Hacking Smart Hair Straightener
Researchers from Pen Test Partners have found a way to set fire via a smart device. This time, they have experimented with the Glamoriser smart hair straightener. As reported, an adversary can break into the device mechanism and take control of the product.
As stated in their blog post, Glamoriser hair straighteners have an obvious flaw that allows anyone to connect with the device via Bluetooth. This can let a perpetrator alter the hair straightener’s temperature. If too high, the device can burst into flames.
The product comes with a simple smartphone application that controls the device settings. Upon decompiling the APK, the researchers found that the device logs every activity. A potential attacker can also learn how the BLE commands are sent. Digging further can even enable the attacker to send commands to the straighteners. The researchers have shared technical details about this phenomenon in their blog post.
What’s more troublesome is that the device allows any Bluetooth connection without authentication when turned on. As stated in their blog,
There is no auth on the BLE communications between the device and the phone. Data can be sent to the device at any time as long as it is turned on (via the mains power socket).
The researchers could easily send commands to the device to change temperature and settings.
Device Remains Vulnerable To Low Probability, High Severity Attacks
According to the researchers, the hair straightener accept Bluetooth connections from any device without authentication. The makers have applied no verification means to authenticate a connection. Thus, anyone within the Bluetooth range can meddle with the app.

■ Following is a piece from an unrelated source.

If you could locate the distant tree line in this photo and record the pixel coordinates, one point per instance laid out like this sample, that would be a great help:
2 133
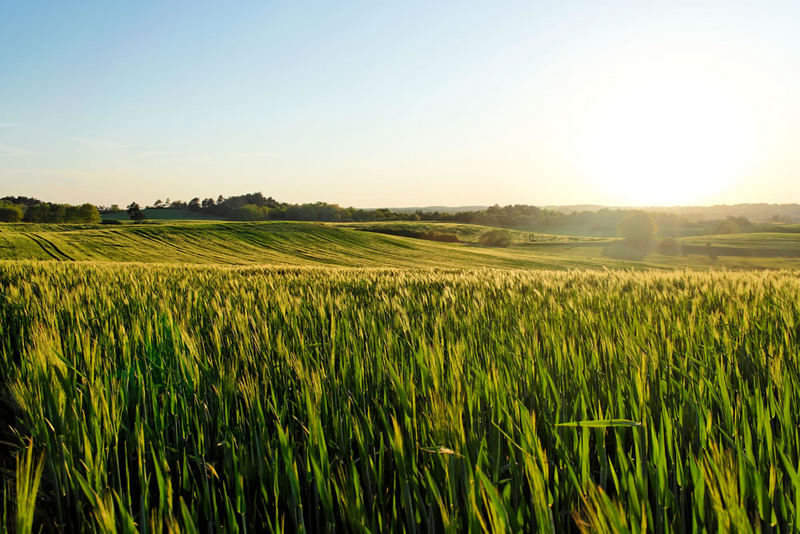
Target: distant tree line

As there is no pairing or bonding established over BLE when connecting a phone, anyone in range with the app can take control of the straighteners.
This could have been avoided had the devices had some apparent security measures.
This attack requires the hacker to be within Bluetooth range, but it would have been so easy for the manufacturer to include a pairing/bonding function to prevent this. Something as simple as a button to push to put the straighteners in pairing mode would have solved it.
The device implies certain fundamental settings to avoid obvious damage, such as no response to temperature changes below 50 °C or above 235 °C, or a mandatory sleep after 20 mins. However, a perpetrator can meddle with the settings to change these settings to the maximum allowed values.
Furthermore, the device only allows accepting one phone connection at a time. However, according to the researcher, many customers of these hair straighteners never connect a phone to the product. Thus, their devices remain vulnerable to hacking attacks.
For now, there seems no viable security measure to avoid the problem altogether. The entire responsibility lies on the users to remain careful.